Lukman Faily described ways in which the U.S. could help Iraq overcome its diverse challenges at Thursday's talk. 

Lukman Faily, Iraqi ambassador to the U.S., spoke about sectionalism in Iraq and the social and economic challenges facing the country during a discussion at Duke Thursday.

Faily, who was appointed to his position in 2013, first answered questions from David Schanzer, associate professor of the practice in the Sanford School of Public Policy, and then from students and guests in the audience. He emphasized that the sectional conflicts between Iraqi groups are just one part of Iraq's current struggles and added that his country's governance and economy also serve as barriers to achieving stability.

During the talk, called “U.S.–Iraqi Relations in the Age of Daesh/ISIL,” Faily said the country has become resilient to threats from the Islamic State group and hopes to retain its democratic principles despite the group's violence.

“It’s more or less as if we are too thick-skinned now to be stopped by [the Islamic State group's] activities,” Faily said. “Even with all the threats, I can assure that [Iraq] will not stop having elections and the like. We want to raise democracy and we want to be securer, but that doesn’t mean we’ll do that at the cost of freedom.”

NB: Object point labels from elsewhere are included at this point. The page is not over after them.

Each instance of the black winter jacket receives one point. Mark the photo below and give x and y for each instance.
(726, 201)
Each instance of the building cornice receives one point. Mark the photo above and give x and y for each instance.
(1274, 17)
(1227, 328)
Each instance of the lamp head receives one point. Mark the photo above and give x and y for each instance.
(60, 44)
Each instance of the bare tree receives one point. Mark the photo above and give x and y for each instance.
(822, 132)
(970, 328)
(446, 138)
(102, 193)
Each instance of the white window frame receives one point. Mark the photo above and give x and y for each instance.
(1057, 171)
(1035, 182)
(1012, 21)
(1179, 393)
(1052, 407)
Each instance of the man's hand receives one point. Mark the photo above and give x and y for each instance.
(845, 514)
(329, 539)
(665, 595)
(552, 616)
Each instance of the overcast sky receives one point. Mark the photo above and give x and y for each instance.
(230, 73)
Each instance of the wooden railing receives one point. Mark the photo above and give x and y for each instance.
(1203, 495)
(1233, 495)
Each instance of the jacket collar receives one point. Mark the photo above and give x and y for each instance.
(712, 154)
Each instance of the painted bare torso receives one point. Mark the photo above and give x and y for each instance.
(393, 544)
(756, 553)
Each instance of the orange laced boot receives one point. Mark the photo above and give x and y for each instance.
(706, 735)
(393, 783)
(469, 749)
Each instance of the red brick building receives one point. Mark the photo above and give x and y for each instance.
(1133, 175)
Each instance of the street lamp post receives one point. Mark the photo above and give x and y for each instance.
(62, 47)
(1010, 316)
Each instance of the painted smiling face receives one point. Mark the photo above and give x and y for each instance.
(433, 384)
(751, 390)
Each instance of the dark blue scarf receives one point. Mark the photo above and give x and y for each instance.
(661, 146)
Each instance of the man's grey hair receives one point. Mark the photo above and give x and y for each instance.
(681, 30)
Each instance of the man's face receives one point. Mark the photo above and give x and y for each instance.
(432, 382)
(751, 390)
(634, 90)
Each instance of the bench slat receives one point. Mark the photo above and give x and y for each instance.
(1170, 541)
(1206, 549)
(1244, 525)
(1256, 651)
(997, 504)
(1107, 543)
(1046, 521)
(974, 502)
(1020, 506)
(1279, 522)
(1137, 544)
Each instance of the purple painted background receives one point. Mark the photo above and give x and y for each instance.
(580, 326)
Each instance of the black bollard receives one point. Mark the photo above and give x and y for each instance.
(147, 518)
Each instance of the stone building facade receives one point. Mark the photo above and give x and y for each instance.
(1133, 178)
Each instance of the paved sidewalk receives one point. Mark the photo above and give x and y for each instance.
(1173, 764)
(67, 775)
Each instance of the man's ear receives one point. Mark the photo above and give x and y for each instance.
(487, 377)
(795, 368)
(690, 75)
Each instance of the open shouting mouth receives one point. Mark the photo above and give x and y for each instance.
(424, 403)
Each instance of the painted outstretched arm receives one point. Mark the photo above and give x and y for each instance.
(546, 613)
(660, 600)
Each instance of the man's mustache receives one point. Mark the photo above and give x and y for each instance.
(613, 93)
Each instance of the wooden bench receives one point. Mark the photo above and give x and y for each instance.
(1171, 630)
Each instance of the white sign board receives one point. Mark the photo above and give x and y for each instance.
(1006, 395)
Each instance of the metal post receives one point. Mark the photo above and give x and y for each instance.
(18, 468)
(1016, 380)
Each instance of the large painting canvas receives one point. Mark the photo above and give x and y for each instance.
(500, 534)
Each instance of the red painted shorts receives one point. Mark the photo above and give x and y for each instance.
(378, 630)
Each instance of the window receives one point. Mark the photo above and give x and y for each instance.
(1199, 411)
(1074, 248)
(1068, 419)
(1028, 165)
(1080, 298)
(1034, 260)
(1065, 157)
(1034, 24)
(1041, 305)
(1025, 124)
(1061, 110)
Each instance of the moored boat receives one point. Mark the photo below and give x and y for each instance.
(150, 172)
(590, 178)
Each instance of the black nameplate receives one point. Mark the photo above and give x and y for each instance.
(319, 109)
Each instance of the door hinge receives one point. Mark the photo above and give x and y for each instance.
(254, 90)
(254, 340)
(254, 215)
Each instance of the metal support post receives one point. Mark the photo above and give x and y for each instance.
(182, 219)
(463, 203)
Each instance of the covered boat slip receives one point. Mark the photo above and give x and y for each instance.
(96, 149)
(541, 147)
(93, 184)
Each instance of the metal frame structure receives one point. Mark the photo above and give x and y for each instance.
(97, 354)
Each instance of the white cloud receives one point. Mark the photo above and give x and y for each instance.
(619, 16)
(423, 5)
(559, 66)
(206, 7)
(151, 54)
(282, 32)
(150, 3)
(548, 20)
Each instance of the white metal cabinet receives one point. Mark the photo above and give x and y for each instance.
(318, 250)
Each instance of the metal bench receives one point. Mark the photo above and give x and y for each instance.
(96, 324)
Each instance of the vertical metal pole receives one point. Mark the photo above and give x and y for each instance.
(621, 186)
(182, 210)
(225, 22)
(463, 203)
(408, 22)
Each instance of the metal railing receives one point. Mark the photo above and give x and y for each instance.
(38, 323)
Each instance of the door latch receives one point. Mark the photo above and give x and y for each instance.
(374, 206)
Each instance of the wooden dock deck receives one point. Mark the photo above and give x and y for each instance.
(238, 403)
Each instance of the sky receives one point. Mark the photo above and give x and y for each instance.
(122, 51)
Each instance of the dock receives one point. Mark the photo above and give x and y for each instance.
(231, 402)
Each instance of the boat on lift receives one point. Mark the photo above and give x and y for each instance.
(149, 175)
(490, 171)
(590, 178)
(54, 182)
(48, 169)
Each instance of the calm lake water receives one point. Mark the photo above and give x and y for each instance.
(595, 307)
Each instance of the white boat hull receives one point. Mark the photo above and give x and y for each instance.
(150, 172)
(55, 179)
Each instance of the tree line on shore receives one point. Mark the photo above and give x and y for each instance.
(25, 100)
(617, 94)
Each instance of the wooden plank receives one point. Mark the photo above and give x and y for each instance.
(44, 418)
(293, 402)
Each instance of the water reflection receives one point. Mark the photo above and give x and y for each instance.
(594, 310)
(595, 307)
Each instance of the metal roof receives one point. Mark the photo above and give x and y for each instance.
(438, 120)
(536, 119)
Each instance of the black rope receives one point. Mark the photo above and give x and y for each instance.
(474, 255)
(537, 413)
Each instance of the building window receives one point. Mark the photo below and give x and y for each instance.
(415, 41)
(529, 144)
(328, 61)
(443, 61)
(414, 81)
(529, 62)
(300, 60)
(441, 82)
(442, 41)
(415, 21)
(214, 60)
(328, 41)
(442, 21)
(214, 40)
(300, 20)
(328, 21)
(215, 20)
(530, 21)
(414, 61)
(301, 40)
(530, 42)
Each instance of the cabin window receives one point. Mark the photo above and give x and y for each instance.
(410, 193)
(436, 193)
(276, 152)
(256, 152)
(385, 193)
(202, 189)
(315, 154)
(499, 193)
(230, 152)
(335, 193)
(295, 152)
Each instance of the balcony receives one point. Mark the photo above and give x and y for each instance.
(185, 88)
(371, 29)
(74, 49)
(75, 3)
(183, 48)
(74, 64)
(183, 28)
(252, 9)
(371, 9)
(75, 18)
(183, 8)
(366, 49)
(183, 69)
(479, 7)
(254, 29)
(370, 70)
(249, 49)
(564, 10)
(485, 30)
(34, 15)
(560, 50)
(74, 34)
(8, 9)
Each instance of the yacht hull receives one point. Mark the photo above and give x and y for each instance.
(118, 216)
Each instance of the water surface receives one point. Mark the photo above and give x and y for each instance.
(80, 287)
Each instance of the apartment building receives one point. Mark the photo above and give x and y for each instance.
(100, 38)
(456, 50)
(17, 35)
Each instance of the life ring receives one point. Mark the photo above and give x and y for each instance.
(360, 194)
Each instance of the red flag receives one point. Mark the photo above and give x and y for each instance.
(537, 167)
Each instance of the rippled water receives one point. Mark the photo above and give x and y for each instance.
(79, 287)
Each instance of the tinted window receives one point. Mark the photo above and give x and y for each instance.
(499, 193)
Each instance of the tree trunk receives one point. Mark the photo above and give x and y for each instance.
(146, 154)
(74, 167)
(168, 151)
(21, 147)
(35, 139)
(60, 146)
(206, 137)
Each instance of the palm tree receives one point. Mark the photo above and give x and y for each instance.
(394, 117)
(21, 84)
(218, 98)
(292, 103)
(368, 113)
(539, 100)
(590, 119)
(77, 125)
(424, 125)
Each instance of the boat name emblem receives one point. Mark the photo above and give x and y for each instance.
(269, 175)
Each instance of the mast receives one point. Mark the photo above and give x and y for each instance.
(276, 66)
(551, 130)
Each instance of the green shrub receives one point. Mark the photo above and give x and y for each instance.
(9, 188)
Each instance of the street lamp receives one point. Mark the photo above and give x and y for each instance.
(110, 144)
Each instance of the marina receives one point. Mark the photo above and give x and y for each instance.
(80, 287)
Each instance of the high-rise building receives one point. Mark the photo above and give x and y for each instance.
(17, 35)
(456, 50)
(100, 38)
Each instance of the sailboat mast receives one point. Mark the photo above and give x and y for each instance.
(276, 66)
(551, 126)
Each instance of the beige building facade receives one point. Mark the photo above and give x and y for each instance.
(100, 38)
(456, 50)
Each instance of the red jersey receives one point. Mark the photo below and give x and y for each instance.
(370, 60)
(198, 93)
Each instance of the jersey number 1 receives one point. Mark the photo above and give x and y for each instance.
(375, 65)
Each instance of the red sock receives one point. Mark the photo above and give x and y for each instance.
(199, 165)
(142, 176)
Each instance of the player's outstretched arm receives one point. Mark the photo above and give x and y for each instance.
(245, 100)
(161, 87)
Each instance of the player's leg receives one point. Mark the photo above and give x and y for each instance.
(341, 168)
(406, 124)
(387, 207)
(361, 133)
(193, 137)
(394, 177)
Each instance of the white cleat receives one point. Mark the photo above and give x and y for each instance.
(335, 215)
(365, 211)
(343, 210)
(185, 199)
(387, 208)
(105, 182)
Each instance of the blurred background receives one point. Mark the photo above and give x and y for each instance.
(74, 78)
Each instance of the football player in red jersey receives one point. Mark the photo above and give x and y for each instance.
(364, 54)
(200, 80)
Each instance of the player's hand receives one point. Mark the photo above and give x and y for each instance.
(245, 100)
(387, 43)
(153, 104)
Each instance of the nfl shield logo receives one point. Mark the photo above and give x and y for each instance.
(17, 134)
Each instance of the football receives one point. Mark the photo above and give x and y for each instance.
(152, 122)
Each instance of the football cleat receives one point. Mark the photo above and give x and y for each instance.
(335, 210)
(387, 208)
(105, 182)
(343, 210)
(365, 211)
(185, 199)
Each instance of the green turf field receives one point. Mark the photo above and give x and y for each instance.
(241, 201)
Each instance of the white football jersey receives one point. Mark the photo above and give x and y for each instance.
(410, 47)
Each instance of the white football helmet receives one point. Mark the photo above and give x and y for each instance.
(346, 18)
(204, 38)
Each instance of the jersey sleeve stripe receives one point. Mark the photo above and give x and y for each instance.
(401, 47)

Faily said he believes the rise of the Islamic State group was first caused by changes in American leadership as well as the U.S.’s withdrawal from Iraq in 2011. He also added that the growing problem of the Islamic State group cannot be boiled down to the rising tensions between Sunni Muslims and Shiite Muslims in Iraq.

“When we talk about ISIS and others, it’s a bigger problem than Iraq,” Faily noted. “You have issues in Belgium. What’s that got to do with Iraq? [This problem] has nothing to do with Shiites and Sunnis. It’s to do with the polarization of society.”

Although legislative steps have been taken to fix some of Iraq’s ethnic and religious divisions, Faily said that he felt the biggest threat to the country’s national security was economic rather than political.

He explained that Iraq has lost close to 60 percent of its income from changes in oil prices in the last few years and has taken loans from groups like the International Monetary Fund and the World Bank to recover.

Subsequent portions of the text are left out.